„Wild Tales“ – Episoden aus dem Leben

Kurz vor Beginn der Berlinale, bevor also Berlin wieder praktisch auf dem roten Teppich lebt und sich von Film zu Film hangelt, war ich mal wieder im Kino. Zu sehen gab es einen etwas speziellen Film, nämlich den argentinischen Episodenfilm „Wild Tales“, der mir von einem Kollegen mit den Worten „Du magst ja auch Filme, die ein bisschen anders sind…“ empfohlen wurde. Ja, und wie er Recht hatte. Der Film war anders, aber vor allem a posteriori betrachtet sehr gut.

Thema des Films sind Geschichten aus dem Leben, Situationen, in die Menschen geraten können  und in denen sie teilweise in Bruchteilen von Sekunden in höchster Emotionalität über Wesentliches  entscheiden müssen – über den Umgang mit Schuld, über Rache, über Verzeihen, über Leben und Tod… Es sind auf den ersten Blick betrachtet Situationen, die absurd erscheinen, aber bei näherem Nachdenken sind es Angelegenheiten, in die jeder von uns jederzeit kommen kann.
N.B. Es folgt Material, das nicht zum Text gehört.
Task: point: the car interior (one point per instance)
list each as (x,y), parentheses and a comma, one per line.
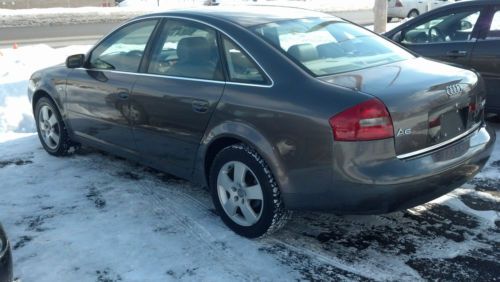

Und sobald einem dies bewusst wird, das eigene Gehirn anfängt, sich Fragen zu stellen, und man sich auf eine kleine Selbstreflexion einlässt, so schwindet das augenscheinlich komische Element des Films und es erscheint recht real:   Wie würde eigentlich ich selbst in so einer Lage handeln? Wozu wäre ich in solchen Ausnahmesituationen fähig? Könnte ich mich kontrollieren? Würde ich ausrasten? Wie weit würde ich gehen? Würde ich gar…?

Drastische Bilder untermalen die Geschichten. Teilweise waren sie mir ein wenig zu explizit – zu viel Blut, zu direkt, aber vielleicht war dies sogar notwendig oder wenigstens hilfreich, den Kontrollverlust, der in bestimmten Szenen vorherrscht, zum Ausdruck zu bringen. Das Ende der Episoden war stets überraschend, was wiederum auch mit der im Film gezeigten Brutalität –  mal physisch, mal psychisch – versöhnt. Insgesamt ähneln die Geschichten in ihrem Stil den Stories von Roald Dahl, dem Altmeister des schwarzen Humors.

Der Film war in Argentinien sehr erfolgreich und der meistgesehene des letzten Jahres. Auch international trifft er auf viel Wohlwollen. Ganz klar, warum: Der Film ist zwar in Argentinien beheimatet, könnte aber theoretisch überall auf der Welt spielen. Auch im diesjährigen Wettbewerb um den Auslands-Oscar  hat der Film Chancen, auf der Shortlist ist er schon einmal.

Mein Fazit: Eine tolle Idee, die hinter dem Film steckt. Er ist zwar gespickt mit drastischen Bildern, aber wer sich davon nicht abschrecken lässt und sich die Mühe macht, die Thematik auf sich wirken zu lassen, wird belohnt werden.